11 Mar 2017

Death of Postcard & Tag is the consumer travel app challenge in a nutshell

Another week, another consumer-facing travel app goes to the busy startup graveyard in the sky.

Postcard & Tag will close in a few weeks in what its CEO Ruth Thomason says is a “heart-wrenching” decision, amid sadness over letting down its “users, our employees, our board and advisors, and our shareholders”.

The company had raised a seed fund of $168,000 and an angel round of $600,000 in its three years in business.

The brand came up with the idea of encouraging users to snap a picture, give it a review, position it on a map, add some details and tag it with a category.

Other users could of the service could then discover places and recommendations from fellow travellers, either on desktop or on its mobile app.

Thomason says the idea was a cross between Instagram and TripAdvisor, although there is a fair amount of Pinterest thrown in through the tagging element around types of services.

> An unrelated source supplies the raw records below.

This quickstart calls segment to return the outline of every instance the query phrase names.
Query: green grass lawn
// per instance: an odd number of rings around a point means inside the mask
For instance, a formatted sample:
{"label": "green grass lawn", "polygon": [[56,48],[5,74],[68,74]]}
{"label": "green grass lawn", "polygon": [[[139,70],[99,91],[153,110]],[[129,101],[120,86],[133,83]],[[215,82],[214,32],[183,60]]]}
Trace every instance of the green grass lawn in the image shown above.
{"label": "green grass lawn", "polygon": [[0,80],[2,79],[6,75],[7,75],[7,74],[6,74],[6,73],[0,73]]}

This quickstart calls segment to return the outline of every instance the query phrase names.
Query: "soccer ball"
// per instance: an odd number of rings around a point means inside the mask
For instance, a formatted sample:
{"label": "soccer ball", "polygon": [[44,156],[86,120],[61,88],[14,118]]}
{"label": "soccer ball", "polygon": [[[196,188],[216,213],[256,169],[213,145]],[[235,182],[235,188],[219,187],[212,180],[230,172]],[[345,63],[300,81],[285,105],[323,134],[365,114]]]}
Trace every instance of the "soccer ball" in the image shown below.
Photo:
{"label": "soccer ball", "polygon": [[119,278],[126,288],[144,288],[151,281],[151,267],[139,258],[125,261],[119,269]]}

Still, Postcard & Tag has headed in the same direction as countless other travel apps and will be forgotten fairly quickly.

Some might point to the long-standing analysis of many startups: a solution that is desperately in need of a problem to solve.

Yet in the inevitable postmortem article from Thomason, there are a number of other elements that she points to as being key influences on its demise.

The obvious one is a lack of users to achieve, as Thomason puts it, the “classic hockey stick curve” for growth.

It had some users and some engagement, but nowhere near enough traction.

This trend is something that hundreds of fellow B2C travel startups will recognise, but there are some other indicators.

Thomason says they tried to build too much, in terms of having both a desktop and mobile app as part of the brand.

Instead, she says, development should have focused on solely an app and concentrated on one operating system. In its case, Android – the most popular of the two platforms in the core markets where Postcard & Tag operated (South East Asia).

Soon the company found itself in the “precarious post-angel-pre-Series A, catch-22 fundraising situation”, she says.

In other words: needing more funding to grow but needing to grow to get more funding.

“We tweaked the proposition: reworking the app designs to optimise gamification and improve interaction; adding video and virtual reality into our strategic plan; and shifting the business model to be more data and marketing based.

“However, potential investors were looking for more traction, and although we had some commission revenue, and had built relationships with local businesses, we did not yet have enough revenue or traction to meet the VCs’ expectations.”

One byproduct of the financial issues, not least because it accepted an offer of investment that was less than what it was originally pitching for, was that the company was then in the position of having to “skimp on a few things”.

This meant, according to Thomason, the company had to pay lower salaries for important roles in the company.